Anesthesia Coding Alert

You Be the Coder:

Decide Spine Codes for Anesthesiologist and CRNA

Question: Could you assist with this anesthesia question? A 56-year-old patient had an open posterior decompression, C5 through T1, with instrumentation. The case was medically directed along with one other case, and the CRNA documented a Swan-Ganz and a central line placed by the anesthesiologist. How should we report each of the anesthesia providers’ services?

Florida Subscriber

Answer: Assuming documentation supports the medically directing physician’s presence as required by the insurance carrier and the anesthesiologist threaded the Swan-Ganz using the existing central line, the claims should be as follows.

The anesthesiologist should report:

  • 00670 (Anesthesia for extensive spine and spinal cord procedures (eg, spinal instrumentation or vascular procedures)) with modifier QK (Medical direction of two, three, or four concurrent anesthesia procedures involving qualified individuals)
  • 93503 (Insertion and placement of flow directed catheter (eg, Swan-Ganz) for monitoring purposes)

The CRNA should report:

  • 00670 with modifier QX (CRNA service: with medical direction by a physician)

Rationale: You indicated the spine procedure involved instrumentation, so 00670 is the correct code for the anesthesia service. Both Medicare and the American Society of Anesthesiologists (ASA) Relative Value Guide® assign a base value of 13 units for this code.

Avoid reporting these similar codes that do not specify instrumentation: 00600 (Anesthesia for procedures on cervical spine and cord; not otherwise specified), which applies to anesthesia for an open procedure on the cervical spine and cord, and 00620 (Anesthesia for procedures on thoracic spine and cord, not otherwise specified), which applies to an open procedure on the thoracic spine. Both procedures have a base unit value of 10.

If the anesthesiologist used the central line (36556, Insertion of non-tunneled centrally inserted central venous catheter; age 5 years or older) to thread the Swan-Ganz (93503, Insertion and placement of flow directed catheter (eg, Swan-Ganz) for monitoring purposes), you should report only the Swan-Ganz.
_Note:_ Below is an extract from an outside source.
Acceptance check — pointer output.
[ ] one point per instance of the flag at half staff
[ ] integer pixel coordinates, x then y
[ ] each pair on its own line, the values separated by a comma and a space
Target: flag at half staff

Here’s why: Many payers follow Medicare’s rule that you should not report 93503 with 36556 for insertion of a single catheter (Medicare’s National Correct Coding Initiative Policy Manual, Chapter XI, Section I.25). The ASA has a similar rule in their standards and guidelines (www.asahq.org/standards-and-guidelines/statement-on-intravascular-catheterization-procedures).

Code 93503 should be on the medically directing physician’s claim because the provider who performs the service bills it.

If there is documentation to support the medical necessity of two separate lines, and the anesthesiologist did not thread the Swan-Ganz through the existing central line, you may report both separately.

Don’t forget: Based on the patient’s age, as long as they are not a Medicare patient and if there is documentation of the patient’s physical status, you may be able to report a physical status modifier. Some insurers (not Medicare) pay additional units when patients have a higher-acuity status (such as severe disease).